IMMOBILIENFINANZIERUNG

Hohe Hürden ab 55

Wohneigentum, Hypotheken, 50plus, Banken, Senioren, Seniorinnen

Ältere Wohneigentümer werden von den Banken teilweise hart angegangen.

Älteren Kunden stellen die Banken bei der Finanzierung von Wohneigentum kritische Fragen. Für Senioren gelten bei der Vergabe von Hypothekarkrediten neu wesentlich strengere Spielregeln, schreibt Jürg Zulliger in der "NZZ am Sonntag".

Das hübsche Einfamilienhaus im Zürcher Oberland von Ehepaar F., beide 75-jährig, hat in den letzten Jahren an Wert zugelegt. Es ist tadellos unterhalten, der derzeitige Verkehrswert wird auf 1,5 Mio. Fr. geschätzt.

In den letzten 25 Jahren haben sie pünktlich alle Zinsen und Amortisationen bezahlt. Das Haus ist heute nur noch mit einer Hypothek in Höhe von 250 000 Fr. belastet. Nun war eine kleine Renovation nötig, für die ihre Hypothek wieder aufgestockt werden sollte. Zudem wollten die beiden liquide Mittel für den Lebensunterhalt bereitstellen - mit der Liegenschaft als Sicherheit für die Bank.

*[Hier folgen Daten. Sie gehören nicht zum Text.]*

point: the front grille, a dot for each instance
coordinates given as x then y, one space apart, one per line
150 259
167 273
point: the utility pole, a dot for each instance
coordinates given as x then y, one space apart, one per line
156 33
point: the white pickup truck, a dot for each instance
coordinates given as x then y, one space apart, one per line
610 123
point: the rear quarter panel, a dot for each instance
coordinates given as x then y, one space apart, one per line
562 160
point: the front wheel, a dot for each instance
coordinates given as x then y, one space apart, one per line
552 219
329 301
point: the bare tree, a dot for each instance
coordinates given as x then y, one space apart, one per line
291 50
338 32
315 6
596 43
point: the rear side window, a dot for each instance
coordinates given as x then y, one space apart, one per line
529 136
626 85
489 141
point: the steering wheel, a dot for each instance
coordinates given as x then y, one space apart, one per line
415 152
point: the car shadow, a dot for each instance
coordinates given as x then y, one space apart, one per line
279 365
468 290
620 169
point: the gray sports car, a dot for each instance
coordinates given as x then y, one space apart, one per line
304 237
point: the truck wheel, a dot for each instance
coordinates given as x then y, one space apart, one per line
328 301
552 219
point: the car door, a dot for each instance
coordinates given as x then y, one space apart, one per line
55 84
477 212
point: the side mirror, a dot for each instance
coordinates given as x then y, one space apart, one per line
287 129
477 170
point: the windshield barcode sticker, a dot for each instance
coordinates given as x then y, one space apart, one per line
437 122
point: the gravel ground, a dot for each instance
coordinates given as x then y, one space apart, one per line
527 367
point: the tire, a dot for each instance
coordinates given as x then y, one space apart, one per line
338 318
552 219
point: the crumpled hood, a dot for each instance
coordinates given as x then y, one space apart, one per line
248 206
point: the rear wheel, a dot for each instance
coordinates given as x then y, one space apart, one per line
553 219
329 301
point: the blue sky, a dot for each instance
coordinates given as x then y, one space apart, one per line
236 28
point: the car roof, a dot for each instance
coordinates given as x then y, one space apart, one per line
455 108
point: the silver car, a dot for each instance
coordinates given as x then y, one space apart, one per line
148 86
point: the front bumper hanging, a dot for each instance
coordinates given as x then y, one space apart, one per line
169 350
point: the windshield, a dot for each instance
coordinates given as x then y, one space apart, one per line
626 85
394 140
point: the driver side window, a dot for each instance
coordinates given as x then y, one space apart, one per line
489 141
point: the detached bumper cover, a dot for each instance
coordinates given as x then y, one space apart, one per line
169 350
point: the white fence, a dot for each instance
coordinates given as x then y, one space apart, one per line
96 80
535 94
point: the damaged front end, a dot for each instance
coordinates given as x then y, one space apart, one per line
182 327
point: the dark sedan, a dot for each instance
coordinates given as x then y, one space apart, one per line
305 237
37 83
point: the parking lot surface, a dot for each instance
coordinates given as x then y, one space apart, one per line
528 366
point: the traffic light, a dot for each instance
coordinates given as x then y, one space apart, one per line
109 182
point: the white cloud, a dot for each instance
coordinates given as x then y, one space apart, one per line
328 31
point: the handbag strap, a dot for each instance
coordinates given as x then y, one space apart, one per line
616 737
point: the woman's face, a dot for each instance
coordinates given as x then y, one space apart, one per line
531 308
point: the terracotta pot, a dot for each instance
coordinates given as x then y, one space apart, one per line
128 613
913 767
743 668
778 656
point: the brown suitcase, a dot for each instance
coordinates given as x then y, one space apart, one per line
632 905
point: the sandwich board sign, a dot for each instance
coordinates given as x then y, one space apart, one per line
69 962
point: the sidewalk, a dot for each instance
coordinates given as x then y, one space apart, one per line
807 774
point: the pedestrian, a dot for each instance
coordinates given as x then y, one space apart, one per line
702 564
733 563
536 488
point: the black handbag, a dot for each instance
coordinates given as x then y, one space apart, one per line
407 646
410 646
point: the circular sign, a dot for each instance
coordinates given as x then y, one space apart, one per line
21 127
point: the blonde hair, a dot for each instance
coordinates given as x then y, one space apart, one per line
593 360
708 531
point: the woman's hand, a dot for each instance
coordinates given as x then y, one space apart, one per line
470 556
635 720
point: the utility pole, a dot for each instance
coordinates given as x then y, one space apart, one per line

Doch die beantragte Aufstockung in Höhe von 500 000 Fr. lehnte die Bank postwendend ab. Stattdessen kam die Empfehlung, das Haus zu verkaufen und sich eine günstigere Wohnung zu suchen. Wie in diesem Beispiel platzen nicht wenige Träume von Schuldnern ab Alter 55 oder 60, sie scheitern an der finanziellen Tragbarkeit: Die Banken schauen heute wesentlich genauer hin und stellen oft schon vor der Pensionierung auf die künftig zu erwartenden Renten ab.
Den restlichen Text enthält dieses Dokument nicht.